1. Defendants rely upon the well-established legal principle that an agent cannot serve both parties to a sale in which their interests conflict. The legal principle is well stated in 1 Mechem on Agency (2 ed.), Sections 178, 1588, 1589, 1590. Defendants cite a large number of authorities in support of their position, but we believe it unnecessary to cite further authorities on a principle as well established as is the law controlling double agency as stated above in Mechem.

2. It is equally well settled that a person may act as agent for two parties with the consent of the parties.

“A person may act as agent of two or more principals in the same transaction, if his duties to each are not such as to require him to do incompatible things; or if he is employed in a capacity which does not imply trust and confidence, as where he is a mere middleman who brings parties together and then leaves them to bargain for themselves. * * If, however, having full knowledge of his relations to each, they see fit mutually to confide in him, there can be no legal objection to such employment, nor will either of the principals be permitted afterwards to escape responsibility because of such double employment.” 1 Mechem (2 ed.), § 178. 2 C. J. 712, 713; Bonelli v. Burton, 61 Or. 429, 433 (123 Pac. 37); Jameson v. Coldwell, 23 Or. 144, 148 (31 Pac. 279).

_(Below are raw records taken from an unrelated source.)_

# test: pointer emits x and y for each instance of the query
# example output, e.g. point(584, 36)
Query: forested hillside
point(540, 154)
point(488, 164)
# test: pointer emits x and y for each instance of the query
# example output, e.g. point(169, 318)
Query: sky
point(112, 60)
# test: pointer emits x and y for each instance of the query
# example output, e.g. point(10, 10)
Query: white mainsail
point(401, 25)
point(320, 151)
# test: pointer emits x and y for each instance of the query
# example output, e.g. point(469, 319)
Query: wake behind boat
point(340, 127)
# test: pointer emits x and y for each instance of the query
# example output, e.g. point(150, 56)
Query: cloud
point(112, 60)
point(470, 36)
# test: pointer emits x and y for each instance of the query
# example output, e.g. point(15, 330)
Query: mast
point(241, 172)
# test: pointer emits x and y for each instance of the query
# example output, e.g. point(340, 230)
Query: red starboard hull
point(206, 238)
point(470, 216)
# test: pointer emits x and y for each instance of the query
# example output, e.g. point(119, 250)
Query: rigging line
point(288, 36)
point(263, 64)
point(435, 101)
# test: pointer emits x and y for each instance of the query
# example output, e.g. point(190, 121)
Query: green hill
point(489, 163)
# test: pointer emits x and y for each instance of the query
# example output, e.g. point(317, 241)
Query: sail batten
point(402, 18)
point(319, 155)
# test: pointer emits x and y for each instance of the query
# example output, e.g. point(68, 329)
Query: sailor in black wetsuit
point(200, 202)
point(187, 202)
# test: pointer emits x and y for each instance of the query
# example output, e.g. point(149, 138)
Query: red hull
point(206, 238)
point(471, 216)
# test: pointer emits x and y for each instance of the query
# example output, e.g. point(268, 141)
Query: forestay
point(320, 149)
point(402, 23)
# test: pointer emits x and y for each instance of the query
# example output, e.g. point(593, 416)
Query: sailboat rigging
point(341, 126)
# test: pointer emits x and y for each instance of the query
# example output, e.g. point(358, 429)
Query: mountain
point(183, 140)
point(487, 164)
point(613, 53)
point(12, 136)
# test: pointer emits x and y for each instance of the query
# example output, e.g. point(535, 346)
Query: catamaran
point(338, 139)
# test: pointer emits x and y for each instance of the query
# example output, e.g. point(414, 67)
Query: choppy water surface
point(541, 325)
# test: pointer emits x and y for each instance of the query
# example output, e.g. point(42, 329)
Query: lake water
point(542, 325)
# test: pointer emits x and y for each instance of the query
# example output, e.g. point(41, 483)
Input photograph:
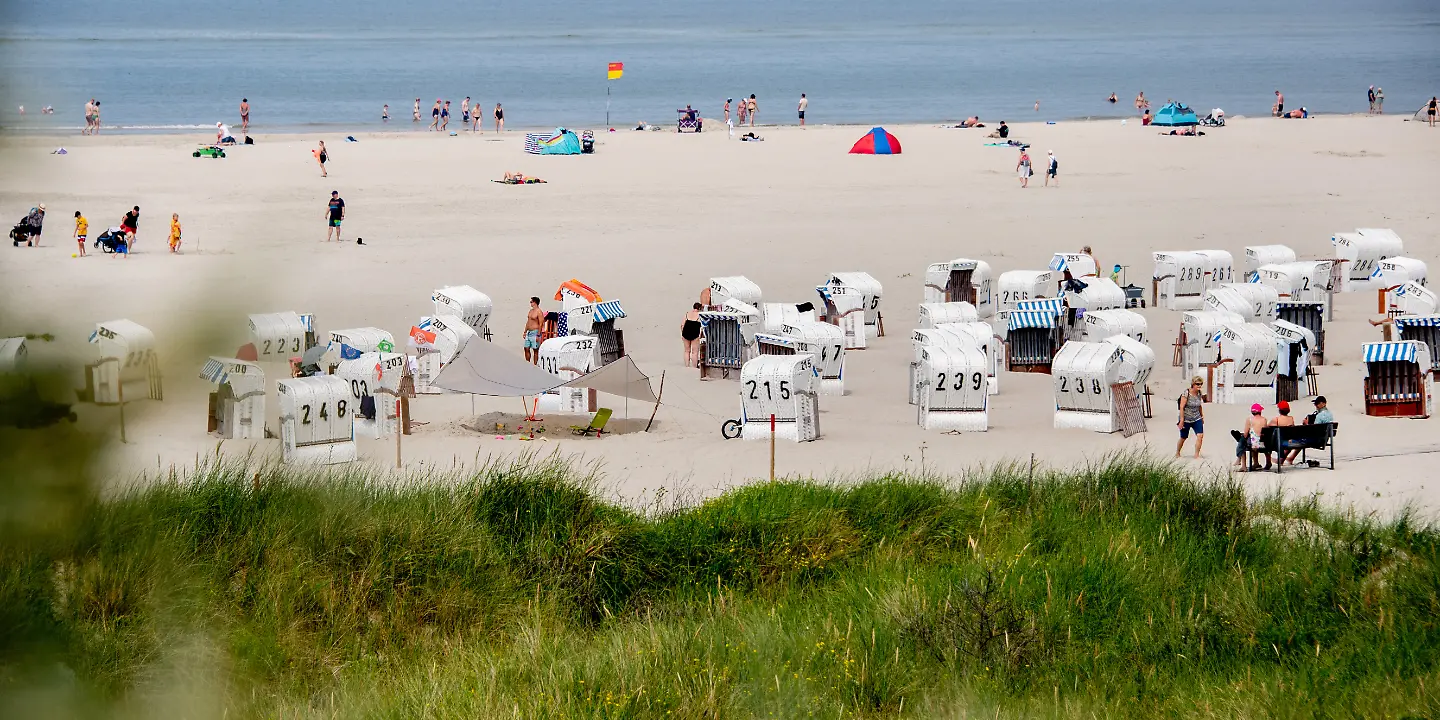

3-5. Defendants attempted to introduce evidence which would have conflicted with the written contract entered into between plaintiff and defendants. They sought to introduce evidence to the effect that defendants did not read the contract which they signed. It is elementary law in this state that defendants are bound by their contract and are not allowed to contradict a written contract by oral testimony or to say that they did not know the contents thereof without pleading and proving fraud. The excerpts from the contracts set out above clearly show that a valid contract existed between plaintiff and defendants for payment of a real estate broker’s commission. The land sold for defendants by plaintiff is described in the contract between defendants and said Odom. That contract refers in specific terms to the promise of defendants, to pay plaintiff a commission; that promise to pay is in writing and is subjoined to the contract between defendants and said Odom. The latter promise also refers specifically to the contract between defendants and Odom. Thus the contract of sale is made a part of the promise to pay a commission, and the promise is made a part of the contract. The promise being in writing expressing the terms and subscribed by the parties complies fully with the statutes of fraud: Or. L., § 808, subd. 8. The contract between plaintiff and defendants being in writing, no evidence of the contents thereof other than the writing itself was admissible: Or. L., §§ 712, 713.

6. The agreement in writing discloses clearly that plaintiff was acting for both parties in the exchange between defendants and said Odom. The evidence tends to show that plaintiff brought the parties together and they effected a trade of their properties. The trade so effected is expressed in the written agreement of Plaintiff’s Exhibit “A,” being the agreement from which the above excerpts were taken. Defendants are bound by that contract. The court did not err in' sustaining objections to the offer of defendants to introduce evidence tending to vary the terms of the written contract or to evidence tending to show that defendants did not know the contents of said contract. A very similar contract was sustained in Thomson v. Silsby, 120 Or. 501 (252 Pac. 712). The court properly directed a verdict since defendants had admitted the execution of the contract and offered no competent evidence to support their defense.

Finding no error the judgment is affirmed.

Affirmed.

McBride, Band and Belt, JJ., concur.